In 455 (55%) of the 829 patients, the initial imaging studies were performed after November 1, 1997, and therefore, these patients did not have the full 2 years of follow-up after the initial imaging study. As a result, these patients cannot be fully classified. As of November 1, 1999, we had follow-up information on the remaining 374 women. Two hundred thirty-three patients had been followed up for at least 2 years at our institution. The other 141 women were lost to follow-up but were presumed to have a benign cause to explain their palpable abnormality because the State Cancer Registry did not identify them.
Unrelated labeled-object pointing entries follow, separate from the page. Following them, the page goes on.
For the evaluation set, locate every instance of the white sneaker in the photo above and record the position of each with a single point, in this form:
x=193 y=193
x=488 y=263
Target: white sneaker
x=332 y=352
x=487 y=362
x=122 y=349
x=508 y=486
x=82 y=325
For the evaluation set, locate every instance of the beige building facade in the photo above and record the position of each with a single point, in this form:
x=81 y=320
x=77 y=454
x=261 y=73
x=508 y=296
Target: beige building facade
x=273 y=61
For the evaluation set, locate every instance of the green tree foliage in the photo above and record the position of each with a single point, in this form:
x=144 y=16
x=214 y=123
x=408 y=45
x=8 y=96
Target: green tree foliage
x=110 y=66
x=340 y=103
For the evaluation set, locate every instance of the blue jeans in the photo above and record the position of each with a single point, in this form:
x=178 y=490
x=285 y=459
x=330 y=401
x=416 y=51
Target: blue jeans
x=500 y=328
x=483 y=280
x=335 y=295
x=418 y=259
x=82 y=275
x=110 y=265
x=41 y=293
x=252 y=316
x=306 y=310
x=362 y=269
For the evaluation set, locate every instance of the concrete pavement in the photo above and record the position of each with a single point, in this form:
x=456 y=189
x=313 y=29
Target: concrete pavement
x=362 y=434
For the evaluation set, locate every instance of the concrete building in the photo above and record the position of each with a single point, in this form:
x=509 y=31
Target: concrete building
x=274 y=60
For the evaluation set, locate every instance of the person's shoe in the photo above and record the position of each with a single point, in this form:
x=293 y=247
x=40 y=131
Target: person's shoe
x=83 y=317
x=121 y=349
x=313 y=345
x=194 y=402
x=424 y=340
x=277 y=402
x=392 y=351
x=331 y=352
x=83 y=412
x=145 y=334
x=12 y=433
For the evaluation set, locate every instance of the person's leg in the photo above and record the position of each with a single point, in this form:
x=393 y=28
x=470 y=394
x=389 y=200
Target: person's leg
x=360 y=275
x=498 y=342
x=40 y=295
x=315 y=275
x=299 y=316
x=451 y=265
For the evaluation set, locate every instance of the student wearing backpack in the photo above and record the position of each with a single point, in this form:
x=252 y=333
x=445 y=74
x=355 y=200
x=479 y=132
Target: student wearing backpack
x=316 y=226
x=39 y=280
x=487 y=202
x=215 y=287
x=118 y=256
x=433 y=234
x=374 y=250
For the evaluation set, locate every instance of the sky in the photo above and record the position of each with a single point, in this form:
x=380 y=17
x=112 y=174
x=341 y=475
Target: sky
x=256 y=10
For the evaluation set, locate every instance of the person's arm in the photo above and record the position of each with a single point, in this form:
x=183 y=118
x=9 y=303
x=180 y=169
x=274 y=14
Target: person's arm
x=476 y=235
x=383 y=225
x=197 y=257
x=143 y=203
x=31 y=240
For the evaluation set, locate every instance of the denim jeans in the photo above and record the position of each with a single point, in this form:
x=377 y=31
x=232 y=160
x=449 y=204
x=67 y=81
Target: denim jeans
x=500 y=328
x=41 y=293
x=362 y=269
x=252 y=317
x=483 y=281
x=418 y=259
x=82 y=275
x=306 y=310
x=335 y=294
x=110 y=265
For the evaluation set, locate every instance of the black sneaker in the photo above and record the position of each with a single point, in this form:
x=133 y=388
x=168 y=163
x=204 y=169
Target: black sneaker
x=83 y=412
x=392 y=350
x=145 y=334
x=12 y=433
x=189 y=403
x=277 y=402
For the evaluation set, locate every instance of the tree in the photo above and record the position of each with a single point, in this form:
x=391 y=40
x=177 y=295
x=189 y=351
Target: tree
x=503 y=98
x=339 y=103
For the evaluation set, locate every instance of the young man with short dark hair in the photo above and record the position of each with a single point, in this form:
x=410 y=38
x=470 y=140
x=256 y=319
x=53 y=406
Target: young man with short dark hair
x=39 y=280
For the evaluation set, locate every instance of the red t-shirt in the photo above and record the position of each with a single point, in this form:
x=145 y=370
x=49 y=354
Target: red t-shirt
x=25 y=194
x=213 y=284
The Registry linkage was performed to identify any cancers that might have occurred within 2 years of the negative imaging findings among the women in our review. The State Cancer Registry estimated that less than 5% of the study patients may not have been captured because of underreporting to the tumor registry or because the patients moved out of the state.
Demographics and Risk Factors
Of the 829 patients in our study, 480 (58%) had dense breast tissue, BI-RADS category 3 or 4. No noteworthy risk factor could be identified in our cohort. Twelve percent (99 patients) had a family history of breast cancer, less than 2% (16 patients) had a strong family history of breast cancer (premenopausal first-degree relative). Ten percent (83 patients) had a history of prior benign breast biopsy results. Fifty-four percent (447 patients) were postmenopausal, and 28% (232 patients) were receiving hormone replacement therapy.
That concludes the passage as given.